Directly acting on nerve fibers, peripheral nerve interfaces can modulate muscular activity with less activation energy and more compact structure. Decades of extensive studies on electrode-based interfaces have witnessed significant progress on selectivity, noise rejection, tissue–device interface, and surgical implantation. Although the challenges are discussed individually here, they are inherently correlated to each other, particularly between the functionality and tissue–device interface. Both higher resolution of recruitment and lower noise level require more intimate interface between the implanted probes and nerve fibers, which inevitably brings issues of scar encapsulation, neural trauma, and instability of recording/stimulation during chronic implantation.
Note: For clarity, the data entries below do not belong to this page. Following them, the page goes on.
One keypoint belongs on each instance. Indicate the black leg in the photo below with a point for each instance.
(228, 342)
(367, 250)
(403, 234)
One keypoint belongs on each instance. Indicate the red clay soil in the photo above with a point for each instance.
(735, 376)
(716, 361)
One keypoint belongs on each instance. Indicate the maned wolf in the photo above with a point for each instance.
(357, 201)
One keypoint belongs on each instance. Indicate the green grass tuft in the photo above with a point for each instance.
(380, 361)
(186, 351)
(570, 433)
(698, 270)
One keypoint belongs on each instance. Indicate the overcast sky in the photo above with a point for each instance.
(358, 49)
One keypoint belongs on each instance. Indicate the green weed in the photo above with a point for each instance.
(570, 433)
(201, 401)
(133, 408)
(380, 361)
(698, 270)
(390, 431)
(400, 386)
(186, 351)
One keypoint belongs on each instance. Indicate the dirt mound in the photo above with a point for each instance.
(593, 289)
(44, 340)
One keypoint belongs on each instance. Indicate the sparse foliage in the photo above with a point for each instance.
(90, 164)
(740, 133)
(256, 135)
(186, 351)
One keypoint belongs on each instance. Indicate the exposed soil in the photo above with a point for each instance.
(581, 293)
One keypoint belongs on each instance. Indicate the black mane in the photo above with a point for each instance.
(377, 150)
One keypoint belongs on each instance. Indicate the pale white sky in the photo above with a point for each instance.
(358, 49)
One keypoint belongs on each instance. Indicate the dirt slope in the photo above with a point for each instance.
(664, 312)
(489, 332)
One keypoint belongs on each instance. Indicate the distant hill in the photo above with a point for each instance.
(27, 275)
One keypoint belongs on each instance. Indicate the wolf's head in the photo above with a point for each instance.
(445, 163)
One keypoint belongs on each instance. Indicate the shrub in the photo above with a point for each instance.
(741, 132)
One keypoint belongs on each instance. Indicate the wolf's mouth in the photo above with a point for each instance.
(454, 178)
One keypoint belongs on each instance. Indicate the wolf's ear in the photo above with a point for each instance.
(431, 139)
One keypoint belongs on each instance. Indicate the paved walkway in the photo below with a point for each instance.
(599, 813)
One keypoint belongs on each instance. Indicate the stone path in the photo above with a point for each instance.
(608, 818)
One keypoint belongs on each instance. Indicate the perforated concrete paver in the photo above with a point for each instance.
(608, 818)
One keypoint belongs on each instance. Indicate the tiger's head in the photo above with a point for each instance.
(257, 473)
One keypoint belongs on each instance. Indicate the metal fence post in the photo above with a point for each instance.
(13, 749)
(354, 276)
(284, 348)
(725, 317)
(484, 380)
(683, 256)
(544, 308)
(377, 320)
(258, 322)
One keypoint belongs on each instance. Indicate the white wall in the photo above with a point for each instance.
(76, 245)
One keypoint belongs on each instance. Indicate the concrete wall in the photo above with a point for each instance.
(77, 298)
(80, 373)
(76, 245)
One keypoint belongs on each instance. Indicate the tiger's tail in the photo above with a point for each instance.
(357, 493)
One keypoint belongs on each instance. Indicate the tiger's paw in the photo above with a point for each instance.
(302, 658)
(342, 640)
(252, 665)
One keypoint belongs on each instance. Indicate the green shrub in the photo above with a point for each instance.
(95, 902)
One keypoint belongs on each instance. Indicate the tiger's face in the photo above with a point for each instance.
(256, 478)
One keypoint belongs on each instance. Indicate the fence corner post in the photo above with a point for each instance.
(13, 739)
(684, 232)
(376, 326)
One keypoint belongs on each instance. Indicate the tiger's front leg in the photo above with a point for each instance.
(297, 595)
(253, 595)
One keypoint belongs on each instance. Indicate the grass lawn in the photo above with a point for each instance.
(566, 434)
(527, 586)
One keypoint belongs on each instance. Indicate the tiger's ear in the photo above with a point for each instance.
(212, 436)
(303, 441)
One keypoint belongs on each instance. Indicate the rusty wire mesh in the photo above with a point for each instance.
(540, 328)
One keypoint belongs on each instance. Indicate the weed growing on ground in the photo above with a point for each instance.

While difficult to be perfectly eliminated, these side effects have been much alleviated through more stabilized device structures, the application of flexible materials, and robust implantation procedures. Moreover, the emergence of muscle-graft interface and ion-selective membrane has opened up the possibility of accessing peripheral nerves in a more natural way than conventional electrodes.